Haoyu Wang; Yun Deng; Yanjing Yang; Min Chen; Xingmin Wang; Youcai Tuo

doi:10.1016/j.scitotenv.2023.167527

Future projections of thermal regimes and mixing characteristics in a monomictic reservoir under climate change

Sci Total Environ. 2024 Jan 1:906:167527. doi: 10.1016/j.scitotenv.2023.167527. Epub 2023 Oct 1.

Authors

Haoyu Wang¹, Yun Deng¹, Yanjing Yang², Min Chen¹, Xingmin Wang¹, Youcai Tuo³

Affiliations

¹ State Key Laboratory of Hydraulics and Mountain River Engineering, Sichuan University, Chengdu 610065, China.
² PowerChina Chengdu Engineering Corporation Limited, Chengdu 610072, China.
³ State Key Laboratory of Hydraulics and Mountain River Engineering, Sichuan University, Chengdu 610065, China. Electronic address: tuoyoucai@scu.edu.cn.

PMID: 37788776
DOI: 10.1016/j.scitotenv.2023.167527

Abstract

Stratified structures are basic physical characteristics of lakes and reservoirs, which play important roles in vertical convection and mixing processes. Global warming is expected to alter the thermal regimes and stratified characteristics of lakes and reservoirs, leading to potential environmental risks and ecological problems. In this study, we used a two-dimensional hydrodynamic model to explore the response characteristics of the thermal regime to climate change in the Xiluodu Reservoir. The study is conducted based on four representative concentration pathways (RCP 2.6, RCP 4.5, RCP 6.0, and RCP 8.5). The results show that the projected surface water temperature of the reservoir will significantly increase (0.13 °C/10a-0.34 °C/10a) from 2022 to 2099, and the warming rate of the water in the epilimnion and thermocline will be greater than that in the hypolimnion, leading to enhanced vertical stratification in the reservoir. The stratification stability index (SI) will increase by 14.4 % under RCP 8.5 compared to that under RCP 2.6. The main responses of the reservoir to climate change are earlier start date and later end date of stratification, which may increase the duration of hypoxia in the hypolimnion and promote the succession of planktonic algal communities. The withdrawal water temperature in the reservoir will significantly increase under the climate warming scenarios (0.03 °C/10a-0.22 °C/10a).

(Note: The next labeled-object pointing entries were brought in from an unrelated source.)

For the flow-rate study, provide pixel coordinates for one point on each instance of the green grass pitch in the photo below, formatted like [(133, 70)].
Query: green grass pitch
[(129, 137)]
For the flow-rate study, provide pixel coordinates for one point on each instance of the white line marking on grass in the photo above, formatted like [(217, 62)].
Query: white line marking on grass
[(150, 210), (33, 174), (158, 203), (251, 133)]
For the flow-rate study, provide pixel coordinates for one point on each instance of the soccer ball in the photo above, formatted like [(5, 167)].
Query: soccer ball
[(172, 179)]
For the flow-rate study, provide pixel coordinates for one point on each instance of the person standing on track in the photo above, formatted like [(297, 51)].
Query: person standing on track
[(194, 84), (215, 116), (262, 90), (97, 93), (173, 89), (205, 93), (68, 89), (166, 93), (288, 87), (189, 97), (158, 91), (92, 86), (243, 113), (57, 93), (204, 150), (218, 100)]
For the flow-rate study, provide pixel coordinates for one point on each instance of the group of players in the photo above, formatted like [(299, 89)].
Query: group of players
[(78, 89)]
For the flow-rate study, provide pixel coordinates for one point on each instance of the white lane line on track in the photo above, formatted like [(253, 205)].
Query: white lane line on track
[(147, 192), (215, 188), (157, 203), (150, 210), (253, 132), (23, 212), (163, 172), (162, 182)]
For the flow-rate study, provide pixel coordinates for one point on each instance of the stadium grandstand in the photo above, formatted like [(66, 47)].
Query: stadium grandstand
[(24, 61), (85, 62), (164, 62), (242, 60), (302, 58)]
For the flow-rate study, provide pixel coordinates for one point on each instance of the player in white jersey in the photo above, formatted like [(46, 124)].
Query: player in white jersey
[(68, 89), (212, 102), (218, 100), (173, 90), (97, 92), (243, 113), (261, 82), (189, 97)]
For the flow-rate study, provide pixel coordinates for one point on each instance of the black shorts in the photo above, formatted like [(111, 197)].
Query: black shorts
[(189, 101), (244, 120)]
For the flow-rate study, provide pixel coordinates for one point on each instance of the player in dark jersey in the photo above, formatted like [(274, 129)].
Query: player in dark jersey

Furthermore, our research results indicate that selective withdrawal is still needed to mitigate the adverse effects of cold water from the reservoir during the fish spawning period under the strongest warming scenario, and can also be an effective adaptive management strategy to regulate thermal stability in the reservoir. This study provides a scientific and theoretical reference for the sustainable management of similar deep monomictic reservoirs under climate change.

Keywords: Climate change; Reservoir management; Selective water withdrawal; Thermal regime; Two-dimensional hydrodynamic model.